Estaba desgarrado entre su deseo de volver a sentir su dulzura y la necesidad de explicarle que la vida y los dioses lo habían tratado muy mal. ¿Los dioses? ¡Trataban de matarlo!
No lo entiendes, dijo. En mi caso es diferente. Pero descubrió que en ese puente sobre el no ser, esa extensión que conducía, en ambas direcciones, a extremos invisibles e incognoscibles, no podía explicar por qué. Estoy… mal hecho. Tullido.
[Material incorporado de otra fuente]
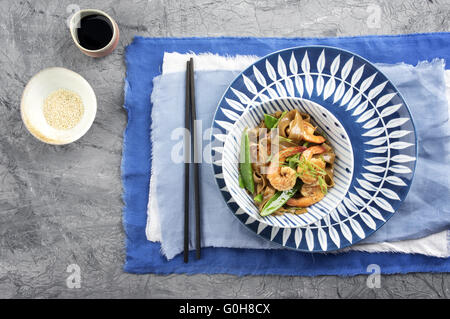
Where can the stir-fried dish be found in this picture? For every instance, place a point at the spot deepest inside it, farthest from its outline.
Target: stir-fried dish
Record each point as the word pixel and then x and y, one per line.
pixel 285 164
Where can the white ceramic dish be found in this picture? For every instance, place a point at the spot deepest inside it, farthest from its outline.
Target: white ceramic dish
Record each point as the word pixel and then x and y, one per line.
pixel 39 87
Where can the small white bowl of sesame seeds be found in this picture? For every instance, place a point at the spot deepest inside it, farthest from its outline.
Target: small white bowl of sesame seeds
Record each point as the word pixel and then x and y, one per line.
pixel 58 106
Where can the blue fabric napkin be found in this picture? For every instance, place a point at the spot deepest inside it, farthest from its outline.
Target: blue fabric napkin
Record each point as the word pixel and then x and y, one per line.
pixel 144 58
pixel 423 212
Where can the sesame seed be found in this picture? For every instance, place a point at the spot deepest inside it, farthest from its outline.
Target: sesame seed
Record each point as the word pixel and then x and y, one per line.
pixel 63 109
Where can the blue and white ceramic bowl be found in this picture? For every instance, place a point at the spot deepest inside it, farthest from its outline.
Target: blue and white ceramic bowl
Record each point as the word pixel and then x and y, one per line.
pixel 364 117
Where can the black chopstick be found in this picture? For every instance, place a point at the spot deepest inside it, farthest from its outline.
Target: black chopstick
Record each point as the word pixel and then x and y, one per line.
pixel 187 157
pixel 195 161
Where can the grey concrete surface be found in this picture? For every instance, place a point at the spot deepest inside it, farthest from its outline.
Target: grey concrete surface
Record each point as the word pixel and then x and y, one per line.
pixel 62 205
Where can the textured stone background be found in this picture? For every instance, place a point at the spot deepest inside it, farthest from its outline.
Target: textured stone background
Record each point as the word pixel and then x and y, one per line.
pixel 62 205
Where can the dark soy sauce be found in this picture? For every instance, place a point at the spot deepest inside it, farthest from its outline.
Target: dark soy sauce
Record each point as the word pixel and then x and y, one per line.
pixel 95 32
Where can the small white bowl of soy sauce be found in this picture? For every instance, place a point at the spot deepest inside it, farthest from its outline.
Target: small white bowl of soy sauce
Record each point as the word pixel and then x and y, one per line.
pixel 94 32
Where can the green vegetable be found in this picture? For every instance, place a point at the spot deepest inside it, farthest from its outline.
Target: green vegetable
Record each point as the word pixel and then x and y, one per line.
pixel 323 185
pixel 284 139
pixel 258 198
pixel 245 165
pixel 279 199
pixel 270 121
pixel 241 181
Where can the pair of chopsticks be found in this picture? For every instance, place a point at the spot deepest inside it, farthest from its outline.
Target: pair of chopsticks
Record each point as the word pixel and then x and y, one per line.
pixel 191 157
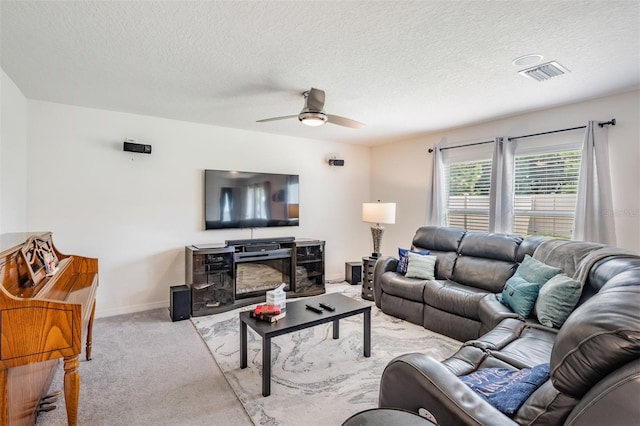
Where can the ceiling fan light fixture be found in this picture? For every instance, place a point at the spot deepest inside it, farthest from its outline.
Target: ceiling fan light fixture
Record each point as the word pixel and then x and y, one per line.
pixel 313 119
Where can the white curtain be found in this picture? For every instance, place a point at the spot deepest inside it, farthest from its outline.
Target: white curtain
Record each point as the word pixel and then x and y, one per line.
pixel 501 203
pixel 594 219
pixel 437 208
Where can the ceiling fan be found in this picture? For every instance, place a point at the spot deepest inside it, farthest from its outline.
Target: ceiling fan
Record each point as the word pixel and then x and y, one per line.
pixel 313 113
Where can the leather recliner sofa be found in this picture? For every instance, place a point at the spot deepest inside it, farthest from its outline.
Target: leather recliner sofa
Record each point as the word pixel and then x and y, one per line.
pixel 594 357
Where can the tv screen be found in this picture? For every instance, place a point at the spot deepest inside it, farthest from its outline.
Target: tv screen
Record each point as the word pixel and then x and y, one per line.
pixel 234 199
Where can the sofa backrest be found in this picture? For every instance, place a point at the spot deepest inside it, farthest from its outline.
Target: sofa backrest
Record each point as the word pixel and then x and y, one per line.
pixel 480 259
pixel 599 337
pixel 443 243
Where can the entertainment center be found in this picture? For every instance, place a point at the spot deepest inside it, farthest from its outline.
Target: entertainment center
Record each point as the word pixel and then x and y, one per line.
pixel 240 273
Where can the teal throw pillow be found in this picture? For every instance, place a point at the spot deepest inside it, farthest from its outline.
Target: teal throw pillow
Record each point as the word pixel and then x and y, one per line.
pixel 556 300
pixel 403 259
pixel 535 271
pixel 421 266
pixel 520 295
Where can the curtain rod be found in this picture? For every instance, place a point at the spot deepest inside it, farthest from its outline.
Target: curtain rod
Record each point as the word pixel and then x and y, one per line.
pixel 611 122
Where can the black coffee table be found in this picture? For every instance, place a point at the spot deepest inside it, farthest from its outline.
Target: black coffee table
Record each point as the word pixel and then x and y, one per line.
pixel 298 318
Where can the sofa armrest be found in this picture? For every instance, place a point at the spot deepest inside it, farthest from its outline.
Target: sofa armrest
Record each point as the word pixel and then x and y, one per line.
pixel 414 381
pixel 491 312
pixel 384 264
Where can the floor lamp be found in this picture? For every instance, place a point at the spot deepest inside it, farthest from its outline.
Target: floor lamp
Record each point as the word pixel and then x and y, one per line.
pixel 377 213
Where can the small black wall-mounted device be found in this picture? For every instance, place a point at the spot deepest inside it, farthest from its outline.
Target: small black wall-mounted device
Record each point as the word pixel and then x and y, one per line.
pixel 137 147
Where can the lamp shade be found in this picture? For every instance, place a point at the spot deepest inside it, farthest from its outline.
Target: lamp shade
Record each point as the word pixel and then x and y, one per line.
pixel 379 212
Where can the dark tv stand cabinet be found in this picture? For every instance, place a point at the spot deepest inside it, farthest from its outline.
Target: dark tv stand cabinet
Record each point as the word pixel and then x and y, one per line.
pixel 210 271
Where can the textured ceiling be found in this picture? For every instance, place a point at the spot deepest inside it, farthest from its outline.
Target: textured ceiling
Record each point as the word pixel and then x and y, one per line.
pixel 400 67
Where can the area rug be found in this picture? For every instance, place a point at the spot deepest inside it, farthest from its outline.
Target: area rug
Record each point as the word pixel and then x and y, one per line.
pixel 316 380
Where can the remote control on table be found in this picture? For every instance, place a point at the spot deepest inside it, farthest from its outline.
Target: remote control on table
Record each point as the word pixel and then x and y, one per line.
pixel 314 309
pixel 327 307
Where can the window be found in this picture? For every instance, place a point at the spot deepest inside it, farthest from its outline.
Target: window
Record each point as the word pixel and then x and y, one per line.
pixel 468 187
pixel 546 187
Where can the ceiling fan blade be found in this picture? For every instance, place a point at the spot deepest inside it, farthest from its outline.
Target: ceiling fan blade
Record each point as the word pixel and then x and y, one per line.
pixel 346 122
pixel 264 120
pixel 315 100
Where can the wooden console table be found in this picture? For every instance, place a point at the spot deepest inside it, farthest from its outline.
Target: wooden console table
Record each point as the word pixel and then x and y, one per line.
pixel 47 304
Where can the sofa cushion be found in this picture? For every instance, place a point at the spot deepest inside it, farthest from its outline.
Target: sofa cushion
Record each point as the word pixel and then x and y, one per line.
pixel 487 274
pixel 556 300
pixel 507 389
pixel 398 285
pixel 599 337
pixel 520 295
pixel 403 259
pixel 450 296
pixel 490 246
pixel 532 347
pixel 438 238
pixel 421 266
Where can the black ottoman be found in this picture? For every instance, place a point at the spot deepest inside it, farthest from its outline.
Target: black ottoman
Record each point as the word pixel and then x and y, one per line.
pixel 386 417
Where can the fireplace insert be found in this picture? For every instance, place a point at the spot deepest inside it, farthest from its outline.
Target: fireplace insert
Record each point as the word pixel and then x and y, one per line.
pixel 258 272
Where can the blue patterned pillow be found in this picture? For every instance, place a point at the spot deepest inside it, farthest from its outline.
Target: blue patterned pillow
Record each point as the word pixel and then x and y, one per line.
pixel 403 259
pixel 507 389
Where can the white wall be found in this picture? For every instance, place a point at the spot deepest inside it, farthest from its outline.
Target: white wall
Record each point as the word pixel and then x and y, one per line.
pixel 13 157
pixel 401 171
pixel 136 212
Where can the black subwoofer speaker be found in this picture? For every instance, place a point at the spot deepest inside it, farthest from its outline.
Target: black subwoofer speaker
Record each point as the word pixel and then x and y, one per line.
pixel 180 302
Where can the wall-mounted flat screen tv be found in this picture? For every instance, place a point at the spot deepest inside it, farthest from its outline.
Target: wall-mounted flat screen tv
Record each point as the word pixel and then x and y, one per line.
pixel 234 199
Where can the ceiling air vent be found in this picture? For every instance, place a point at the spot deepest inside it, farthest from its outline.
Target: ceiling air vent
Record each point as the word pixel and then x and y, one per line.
pixel 544 72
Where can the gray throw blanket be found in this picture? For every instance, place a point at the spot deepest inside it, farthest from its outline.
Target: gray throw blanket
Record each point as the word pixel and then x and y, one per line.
pixel 575 258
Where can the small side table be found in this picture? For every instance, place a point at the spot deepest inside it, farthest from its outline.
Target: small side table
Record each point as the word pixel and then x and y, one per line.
pixel 368 264
pixel 353 272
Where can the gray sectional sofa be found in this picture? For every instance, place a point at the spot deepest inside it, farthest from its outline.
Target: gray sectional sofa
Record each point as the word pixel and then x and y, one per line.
pixel 593 358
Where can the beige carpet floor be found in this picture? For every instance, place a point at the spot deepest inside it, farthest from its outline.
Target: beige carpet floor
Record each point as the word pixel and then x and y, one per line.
pixel 316 380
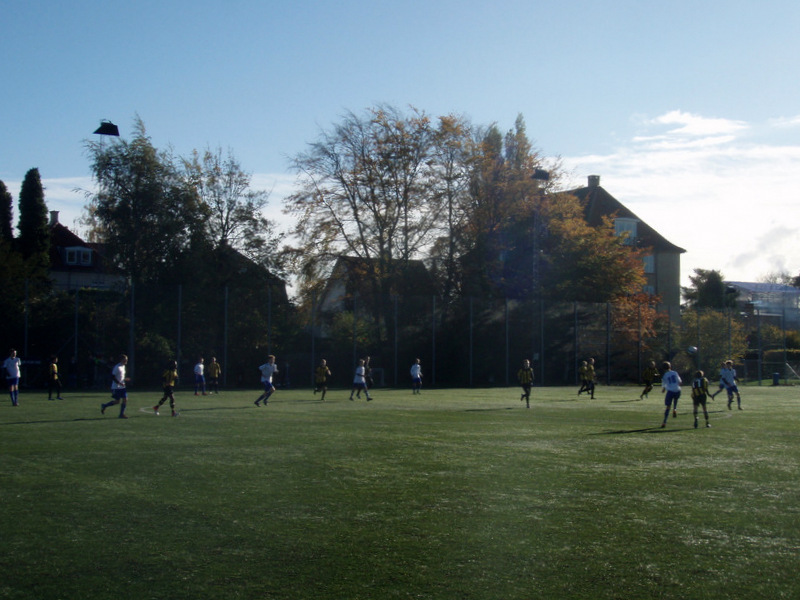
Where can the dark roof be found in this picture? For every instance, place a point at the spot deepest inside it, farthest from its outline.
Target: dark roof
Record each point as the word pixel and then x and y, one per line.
pixel 63 238
pixel 599 203
pixel 411 277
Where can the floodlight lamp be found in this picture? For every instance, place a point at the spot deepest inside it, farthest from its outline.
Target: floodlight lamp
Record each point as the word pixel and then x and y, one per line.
pixel 107 128
pixel 541 175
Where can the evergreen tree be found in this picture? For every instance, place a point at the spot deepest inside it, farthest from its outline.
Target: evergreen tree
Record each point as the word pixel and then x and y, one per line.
pixel 6 213
pixel 34 234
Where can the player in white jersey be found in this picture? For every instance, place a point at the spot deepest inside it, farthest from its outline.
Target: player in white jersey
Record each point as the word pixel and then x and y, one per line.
pixel 119 391
pixel 11 366
pixel 268 369
pixel 727 380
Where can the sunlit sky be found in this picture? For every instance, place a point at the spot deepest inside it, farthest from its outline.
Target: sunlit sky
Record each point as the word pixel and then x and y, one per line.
pixel 689 111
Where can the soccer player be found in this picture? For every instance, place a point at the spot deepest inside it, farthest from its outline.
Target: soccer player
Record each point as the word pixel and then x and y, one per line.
pixel 13 373
pixel 214 371
pixel 199 377
pixel 359 381
pixel 525 378
pixel 649 376
pixel 416 377
pixel 321 374
pixel 119 392
pixel 721 383
pixel 582 370
pixel 671 386
pixel 370 383
pixel 728 379
pixel 590 377
pixel 53 382
pixel 700 395
pixel 268 369
pixel 169 377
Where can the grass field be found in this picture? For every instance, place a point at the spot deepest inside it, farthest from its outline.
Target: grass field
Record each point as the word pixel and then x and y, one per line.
pixel 452 494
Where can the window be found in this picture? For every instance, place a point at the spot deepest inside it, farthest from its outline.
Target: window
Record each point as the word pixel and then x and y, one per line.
pixel 626 226
pixel 78 256
pixel 649 264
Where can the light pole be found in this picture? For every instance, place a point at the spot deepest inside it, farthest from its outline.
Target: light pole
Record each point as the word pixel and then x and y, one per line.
pixel 539 175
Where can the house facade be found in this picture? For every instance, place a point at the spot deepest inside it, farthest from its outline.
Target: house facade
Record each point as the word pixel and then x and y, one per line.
pixel 76 264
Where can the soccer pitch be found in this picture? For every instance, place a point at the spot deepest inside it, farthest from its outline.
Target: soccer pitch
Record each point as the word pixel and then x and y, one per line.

Loco de remate.
Si quieres que te tenga pena porque sueñas con lugares imposibles y gente sin nombre, dijo ella con soma, tendrás que probar con otra cosa.
Quería disfrutar de ella, pero no podía. Si lo hacía, si restaba importancia a sus propias desdichas, ¿cómo podía existir siquiera? Su sufrimiento sólo era soportable porque sabía que lo hacía diferente, que de algún modo lo habían escogido para ese dolor.
¡Yo no pedí ser así! Su desesperación subió en un aullido de furia. ¡No quería que las cosas fueran de este modo! ¡Ya no me dan las fuerzas!
¿Qué quieres decir? Ella ya no se burlaba. De nuevo lo miraba, lo miraba de veras. Él no reconocería ese fantasma borroso y oculto aunque estuvieran frente a frente, no lo reconocería por sus rasgos, pero reconocería la clase de atención que ella le prestaba en cualquier parte, bajo cualquier disfraz.
Quiero decir que es demasiado. Un horror tras otro. Los dioses mismos… Era imposible explicar la monstruosidad de todo. Estoy maldito, es eso. Ya no tengo fuerzas para aguantarlo. Pensé que podía, lo intenté, pero no puedo.
No lo dices en serio. Exageras.
¡Lo digo en serio! Preferiría estar muerto. Muerto, quizá no volviera a ver a su amada alma gemela, ni a esta nueva amiga en la oscuridad, pero en ese momento no le importaba. Estaba cansado de sobrellevar esa carga.
No puedes decir eso. Ella ya no hablaba con delicadeza sino de nuevo con enfado. Todos morimos. ¿Y si sólo tenemos una oportunidad de estar vivos?
¿Y si todo es dolor?
Resiste. Escapa. Cámbialo.
Es fácil decirlo. Estaba disgustado y furioso, pero sentía terror de que ella lo abandonara en esa extensión blanca que se arqueaba sobre la nada… no, algo peor que la nada.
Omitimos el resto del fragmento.